TEMPO.CO, Jakarta - Sejumlah lembaga swadaya masyarakat yang tergabung dalam Koalisi Konstitusi dan Demokrasi (KoDe) melakukan penelusuran terhadap nama calon kepala dan wakil kepala daerah. Hasilnya, terdapat 188 calon kepala daerah yang pernah terlibat kasus hukum dan 59 calon wakil kepala daerah yang sempat bermasalah.
“Ini terjadi karena MK memutuskan bagi mereka yang pernah terlibat kasus korupsi diperbolehkan kembali mencalonkan diri dalam pilkada 2015 asal sudah menjalani hukumannya, dan itu merupakan putusan terburuk,” ujar anggota koalisi tersebut, Donald Paris, Kamis, 20 Agustus 2015, dalam diskusi “Partai Politik Diharapkan Menghasilkan Kepala Daerah yang Bersih”.
Berdasarkan penelusuran KoDe, calon kepala daerah yang pernah terlibat kasus hukum paling banyak diusung Partai Demokrasi Indonesia Perjuangan dengan jumlah 60 orang. Partai yang paling banyak mengusung calon bermasalah berikutnya adalah Partai Amanat Nasional dengan 56 orang, Partai NasDem 52 orang, Partai Demokrat 51 orang, Partai Gerakan Indonesia Raya 49 orang, dan Partai Keadilan Sejahtera 47 orang.
Selanjutnya adalah Partai Hati Nurani rakyat dengan calon bermasalah sejumlah 46 orang, Partai Kebangkitan Bangsa 42 orang, Partai Golongan Karya 33 orang, Partai Keadilan dan Persatuan Indonesia 26 orang, Partai Bulan Bintang 22 orang, dan Partai Persatuan Pembangunan 15 orang.
“Dari data kuantitatif yang dilakukan KoDe, ada dua garis besar: kasus hukum yang terkait langsung dan tidak terkait langsung,” ujar Donald. Aktivis ICW itu menjelaskan, masyarakat diimbau agar tidak lagi memilih calon kepala daerah mantan narapidana kasus korupsi.
Saat berdiskusi, anggota KoDe lain, Titi Angraeni, dari Perkumpulan untuk Pemilu dan Demokrasi menuturkan banyak partai politik yang tidak peduli terhadap isu utama di masyarakat, yaitu antikorupsi. Justru banyak partai yang membiarkan anggotanya yang terlibat kasus korupsi mencalonkan diri kembali.
“Isu pilkada langsung tidak menghasilkan output baik untuk demokrasi negara kita.
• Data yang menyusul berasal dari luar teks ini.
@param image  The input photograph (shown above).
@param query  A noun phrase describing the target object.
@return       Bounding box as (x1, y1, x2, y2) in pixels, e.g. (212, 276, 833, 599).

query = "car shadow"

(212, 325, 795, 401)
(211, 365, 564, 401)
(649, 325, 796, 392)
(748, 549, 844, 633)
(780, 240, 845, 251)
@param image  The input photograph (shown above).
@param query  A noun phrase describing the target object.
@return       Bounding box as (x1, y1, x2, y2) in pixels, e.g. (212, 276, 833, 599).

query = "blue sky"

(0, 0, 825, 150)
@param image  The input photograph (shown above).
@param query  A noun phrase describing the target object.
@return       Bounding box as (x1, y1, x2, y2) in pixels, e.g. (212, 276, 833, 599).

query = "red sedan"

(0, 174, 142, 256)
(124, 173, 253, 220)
Padahal bukan masalah pilkada langsungnya. Akar permasalahannya adalah masih ada partai politik yang mencalonkan anggotanya yang diduga bermasalah atau bermasalah,” kata Titi. Partai politik yang mau menentukan kandidat, ujar dia, seharusnya bertanya kepada lembaga survei.